YaY, another introduce yourself thing...:roll:

Heh, just kidding. I just never really know what to say in these things. Ah well...my name is Violent and that pretty much describes my style of writing. I love to read and write horror, action-adventure, modern urban fantasy and cyberpunk sci-fi. I forget who said it, but one of my favorite quotes is "When in doubt, have a man with a gun come through the door". Truly, words to live by. Ha! :twisted:


----------



## Damien. (Jul 30, 2008)

Welcome to wf. I like basically the same genres you do, but throw in poetry. Look forward to reading your work.


----------



## terrib (Jul 30, 2008)

welcome violent


----------



## Violent Messiah (Jul 30, 2008)

Damien. said:


> Welcome to wf. I like basically the same genres you do, but throw in poetry. Look forward to reading your work.

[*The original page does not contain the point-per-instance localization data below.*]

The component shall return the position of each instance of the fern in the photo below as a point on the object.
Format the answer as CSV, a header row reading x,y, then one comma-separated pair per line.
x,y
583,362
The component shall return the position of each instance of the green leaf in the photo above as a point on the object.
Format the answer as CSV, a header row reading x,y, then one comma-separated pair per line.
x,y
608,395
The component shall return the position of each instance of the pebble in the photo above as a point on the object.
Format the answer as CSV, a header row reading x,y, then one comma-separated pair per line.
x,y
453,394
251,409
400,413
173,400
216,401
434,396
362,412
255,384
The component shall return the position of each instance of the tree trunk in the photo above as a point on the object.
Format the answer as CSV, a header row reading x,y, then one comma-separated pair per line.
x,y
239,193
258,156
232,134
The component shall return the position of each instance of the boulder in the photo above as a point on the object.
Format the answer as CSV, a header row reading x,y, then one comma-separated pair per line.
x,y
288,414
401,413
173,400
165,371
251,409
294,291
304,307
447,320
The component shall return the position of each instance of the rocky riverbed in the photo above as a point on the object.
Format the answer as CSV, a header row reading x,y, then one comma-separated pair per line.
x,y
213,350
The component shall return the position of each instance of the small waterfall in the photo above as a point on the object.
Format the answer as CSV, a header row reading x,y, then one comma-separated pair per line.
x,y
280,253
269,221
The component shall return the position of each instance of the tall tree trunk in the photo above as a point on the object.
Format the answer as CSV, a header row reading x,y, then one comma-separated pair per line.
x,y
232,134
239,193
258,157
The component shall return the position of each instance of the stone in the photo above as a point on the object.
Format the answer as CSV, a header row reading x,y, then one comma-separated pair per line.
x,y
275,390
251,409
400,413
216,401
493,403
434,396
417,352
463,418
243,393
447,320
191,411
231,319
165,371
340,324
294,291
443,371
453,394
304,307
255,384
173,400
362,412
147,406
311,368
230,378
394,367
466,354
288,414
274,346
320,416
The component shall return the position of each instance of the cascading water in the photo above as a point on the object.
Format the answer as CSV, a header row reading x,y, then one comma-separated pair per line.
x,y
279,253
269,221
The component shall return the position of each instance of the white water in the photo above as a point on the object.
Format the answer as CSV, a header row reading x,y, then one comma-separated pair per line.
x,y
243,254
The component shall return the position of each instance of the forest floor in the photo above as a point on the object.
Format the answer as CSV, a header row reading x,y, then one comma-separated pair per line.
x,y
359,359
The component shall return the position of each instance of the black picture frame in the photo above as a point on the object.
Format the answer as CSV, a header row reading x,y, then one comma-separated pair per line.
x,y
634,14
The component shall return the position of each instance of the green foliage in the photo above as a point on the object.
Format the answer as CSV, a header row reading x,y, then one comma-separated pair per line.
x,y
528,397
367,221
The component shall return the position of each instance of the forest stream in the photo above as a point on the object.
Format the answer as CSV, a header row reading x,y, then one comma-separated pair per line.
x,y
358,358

Thanks for the welcome, Damien and Terrib. As soon as I get used to this joint, I'll put up some of the two serials I'm currently working on. One's my zombie survival horror story and the other is what I think is an interesting take on angels and demons teaming up to try and kick off the second Fall, and an archangel teamed with a nephilim trying to stop it. Hopefully people will get a kick out of them. :twisted:


----------



## Tiamat (Jul 30, 2008)

Hey there Violent and welcome!


----------



## Sam (Jul 31, 2008)

Welcome to the forum.


----------



## bpastermack (Jul 31, 2008)

Welcome, and thanks for the advice you gave me about my opening.


----------



## Shinn (Jul 31, 2008)

Hey there and welcome


----------



## Violent Messiah (Aug 1, 2008)

Thanks for the welcome, guys. Very friendly joint here so far...cool. :clown:


----------



## skywalker21 (Aug 1, 2008)

Welcome to the forum.


----------



## SparkyLT (Aug 1, 2008)

hey and wecome violent...cool avatar.


----------



## Industrial (Aug 2, 2008)

Those are actually some sick genres, dark and disturbing is right up my ally.


----------